Robust shape estimation with false-positive contact detection

TL;DR

This paper introduces a robust shape estimation method using accelerometer-based contact detection that effectively handles false-positive contact data, improving accuracy over traditional GPIS methods in robotic touch sensing.

Contribution

It presents a novel robust shape estimation algorithm incorporating heteroscedasticity into GPIS to mitigate false-positive contact data effects.

Findings

Reduces shape estimation errors caused by false positives

Distinguishes false-positive contact data more clearly than standard GPIS

Validated through simulations and quadcopter experiments

Abstract

We propose a means of omni-directional contact detection using accelerometers instead of tactile sensors for object shape estimation using touch.

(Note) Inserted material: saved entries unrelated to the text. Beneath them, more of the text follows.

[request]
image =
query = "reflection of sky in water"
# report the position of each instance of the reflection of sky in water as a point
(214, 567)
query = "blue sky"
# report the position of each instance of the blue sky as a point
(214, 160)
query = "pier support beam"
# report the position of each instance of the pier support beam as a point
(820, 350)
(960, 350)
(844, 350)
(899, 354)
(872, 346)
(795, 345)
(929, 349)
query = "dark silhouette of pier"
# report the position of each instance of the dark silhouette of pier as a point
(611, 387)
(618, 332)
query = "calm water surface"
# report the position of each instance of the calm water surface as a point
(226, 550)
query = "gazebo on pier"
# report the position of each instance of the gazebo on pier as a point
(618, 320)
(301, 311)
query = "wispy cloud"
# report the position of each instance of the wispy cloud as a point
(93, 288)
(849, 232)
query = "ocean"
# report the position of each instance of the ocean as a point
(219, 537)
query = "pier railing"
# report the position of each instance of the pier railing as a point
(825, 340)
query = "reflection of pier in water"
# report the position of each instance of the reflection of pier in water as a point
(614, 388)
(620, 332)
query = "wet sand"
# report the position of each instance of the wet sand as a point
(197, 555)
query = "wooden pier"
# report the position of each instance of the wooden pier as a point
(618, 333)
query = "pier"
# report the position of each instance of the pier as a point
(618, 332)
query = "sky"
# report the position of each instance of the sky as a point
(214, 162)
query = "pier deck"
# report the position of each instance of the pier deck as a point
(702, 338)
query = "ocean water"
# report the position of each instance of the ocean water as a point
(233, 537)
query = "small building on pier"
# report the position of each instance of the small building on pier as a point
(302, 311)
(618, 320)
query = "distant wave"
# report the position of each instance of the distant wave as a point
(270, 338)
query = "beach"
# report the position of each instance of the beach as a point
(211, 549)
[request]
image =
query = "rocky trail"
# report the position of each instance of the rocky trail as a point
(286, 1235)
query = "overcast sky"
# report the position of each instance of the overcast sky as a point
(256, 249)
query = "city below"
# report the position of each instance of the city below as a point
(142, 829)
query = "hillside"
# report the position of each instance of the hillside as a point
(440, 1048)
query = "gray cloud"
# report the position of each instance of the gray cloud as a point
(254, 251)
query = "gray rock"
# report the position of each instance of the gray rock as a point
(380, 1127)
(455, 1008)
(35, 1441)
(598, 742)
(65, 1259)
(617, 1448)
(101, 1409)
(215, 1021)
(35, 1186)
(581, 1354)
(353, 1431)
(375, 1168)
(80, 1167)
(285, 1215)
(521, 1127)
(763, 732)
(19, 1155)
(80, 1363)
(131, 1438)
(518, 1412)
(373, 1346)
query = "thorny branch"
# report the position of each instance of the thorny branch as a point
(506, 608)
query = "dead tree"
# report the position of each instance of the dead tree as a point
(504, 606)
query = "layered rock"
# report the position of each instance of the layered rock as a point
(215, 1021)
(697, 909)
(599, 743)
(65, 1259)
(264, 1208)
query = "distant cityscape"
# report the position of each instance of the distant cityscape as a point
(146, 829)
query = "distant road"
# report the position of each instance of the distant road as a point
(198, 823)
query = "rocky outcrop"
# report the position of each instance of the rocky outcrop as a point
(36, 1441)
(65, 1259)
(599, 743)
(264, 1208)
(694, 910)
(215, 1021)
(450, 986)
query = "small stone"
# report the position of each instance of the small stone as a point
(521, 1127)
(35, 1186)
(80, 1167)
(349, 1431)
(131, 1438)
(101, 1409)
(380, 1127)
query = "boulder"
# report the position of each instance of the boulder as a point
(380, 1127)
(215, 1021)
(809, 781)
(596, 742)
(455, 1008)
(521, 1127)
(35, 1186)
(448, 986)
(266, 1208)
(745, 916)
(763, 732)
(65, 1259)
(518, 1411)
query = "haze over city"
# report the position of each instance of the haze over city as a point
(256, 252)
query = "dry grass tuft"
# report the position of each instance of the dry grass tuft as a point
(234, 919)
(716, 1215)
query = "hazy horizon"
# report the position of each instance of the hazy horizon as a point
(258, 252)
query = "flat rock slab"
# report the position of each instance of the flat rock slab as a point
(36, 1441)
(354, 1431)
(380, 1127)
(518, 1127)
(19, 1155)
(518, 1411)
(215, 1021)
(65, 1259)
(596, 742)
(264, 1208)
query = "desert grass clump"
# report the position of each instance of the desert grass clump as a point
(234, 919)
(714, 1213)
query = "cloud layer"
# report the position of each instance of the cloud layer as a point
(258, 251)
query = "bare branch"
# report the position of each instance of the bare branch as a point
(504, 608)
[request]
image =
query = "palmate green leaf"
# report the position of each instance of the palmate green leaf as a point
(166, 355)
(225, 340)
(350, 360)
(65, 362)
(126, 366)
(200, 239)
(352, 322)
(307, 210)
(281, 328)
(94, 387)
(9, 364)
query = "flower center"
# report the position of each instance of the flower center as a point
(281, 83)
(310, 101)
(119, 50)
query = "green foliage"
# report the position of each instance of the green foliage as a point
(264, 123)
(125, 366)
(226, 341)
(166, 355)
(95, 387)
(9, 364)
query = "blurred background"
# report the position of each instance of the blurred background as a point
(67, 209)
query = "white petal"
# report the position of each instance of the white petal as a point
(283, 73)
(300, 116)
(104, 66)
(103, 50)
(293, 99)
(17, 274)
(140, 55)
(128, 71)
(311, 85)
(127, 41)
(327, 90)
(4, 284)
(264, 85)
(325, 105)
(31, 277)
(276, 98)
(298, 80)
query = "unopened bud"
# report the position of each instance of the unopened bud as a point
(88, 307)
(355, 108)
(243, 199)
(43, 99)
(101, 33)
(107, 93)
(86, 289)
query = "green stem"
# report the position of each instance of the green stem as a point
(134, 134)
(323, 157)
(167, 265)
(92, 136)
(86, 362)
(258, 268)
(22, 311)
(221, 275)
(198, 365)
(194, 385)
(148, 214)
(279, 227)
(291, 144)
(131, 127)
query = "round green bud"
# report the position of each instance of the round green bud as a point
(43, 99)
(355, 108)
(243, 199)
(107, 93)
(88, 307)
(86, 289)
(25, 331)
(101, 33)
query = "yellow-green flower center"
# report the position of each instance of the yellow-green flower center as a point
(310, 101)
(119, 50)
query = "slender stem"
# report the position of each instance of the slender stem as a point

Unlike tactile sensors, our contact-based detection method tends to induce a degree of uncertainty with false-positive contact data because the sensors may react not only to actual contact but also to the unstable behavior of the robot. Therefore, it is crucial to consider a robust shape estimation method capable of handling such false-positive contact data. To realize this, we introduce the concept of heteroscedasticity into the contact data and propose a robust shape estimation algorithm based on Gaussian process implicit surfaces (GPIS). We confirmed that our algorithm not only reduces shape estimation errors caused by false-positive contact data but also distinguishes false-positive contact data more clearly than the GPIS through simulations and actual experiments using a quadcopter.